Плакали попы от Иосифа, лили слезы царю на своего господина, но государь в том деле патриарху не указ. Прежде попы ставились у местных архиереев, а Иосиф запретил, желая собрать патриаршье имение. Попам перехожих грамот давать не велел по городам, но лишь на Москве из Казенного приказа, хотя обогатить дьяка своего Ивана Кокошилова на подьячих. Перехожая из церкви в церкву обходилась иному беззаступному попу рублей в пятнадцать, кроме своего харчу: волочились бедные по престольной недель до тридцати. Иной несчастный священник насквозь проестся, да и уедет прочь ни с чем, а попадья с детишонками тем временем меж дворов скитаются Христа ради. Так и строилась патриаршья кладовая.

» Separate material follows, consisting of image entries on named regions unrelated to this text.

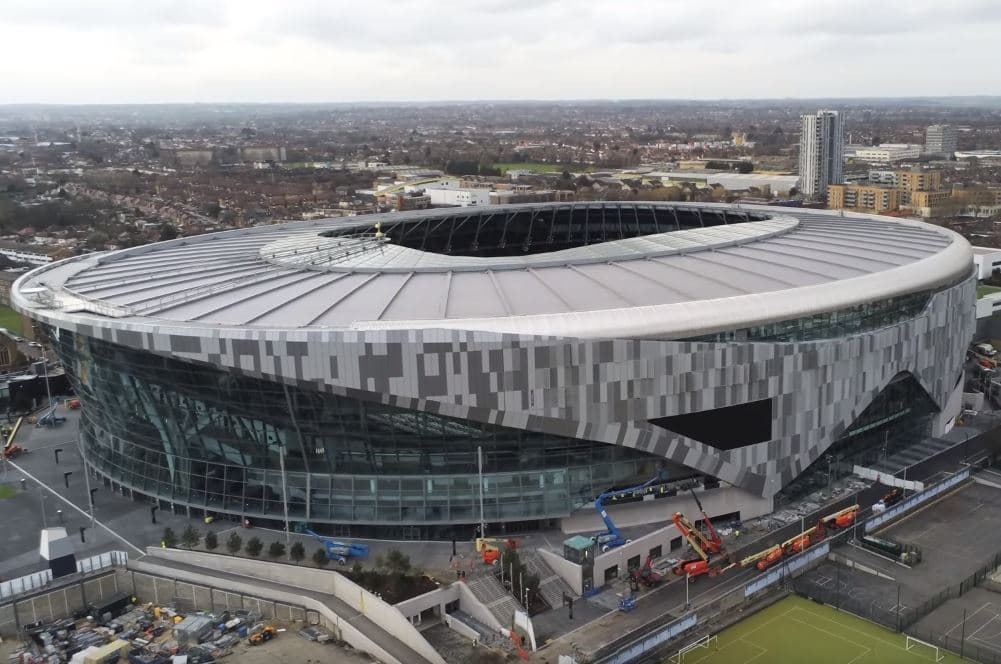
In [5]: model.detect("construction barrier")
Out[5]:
[601,613,699,664]
[744,542,831,597]
[852,466,925,491]
[865,468,970,534]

И о том припомнилось государю, когда он переписывал келейную казну в ларях и печурах, по сундукам и по лицам, дивясь той бережливости, с какою патриарх стерег имение. Всякая вещь иль в бумагу завернута в несколько слоев, иль киндяком окручена. Приказав патриаршьему служке никого не допускать до кельи и не тревожить, с особенным удовольствием принялся царь к досмотру казны, погружаясь в чужой мир и дивясь его прелести: всякая вещь, тарель, иль потир, иль церковный сосуд хранили в себе след художной руки и отпечаток таинственной, давно отплывшей за земные пределы души: прелесть всякой вещи ворожила в царевом сердце тихую радость и чистую зависть. Сколько раз Алексей Михайлович едва не покусился на иные сосуды – так хотелось обладать ими, но лишь милостию Божией воздержался от греха. Казалось бы, чего царю-то себя сторожить да честить, всякая тварь в государстве ему в поклоне и жизнью обязана; втрое и вчетверо мог бы государь цену дать, но остерег себя. И то, что руку не положил на чужое, не отторг для царева имения из келейной казны, и от людей не будет зазорно, и душу стыд не выест от напрасного завистливого греха, особенно грело государево сердце. Тяжело пересиливать искус, утихомиривать гордыню самодержцу, когда все на земле подпятно тебе; и если оборол мгновенную слабость, не поддался сластолюбию, то как бы брешь в ограде душевной вовремя уловил и залатал от невидимого луканьки.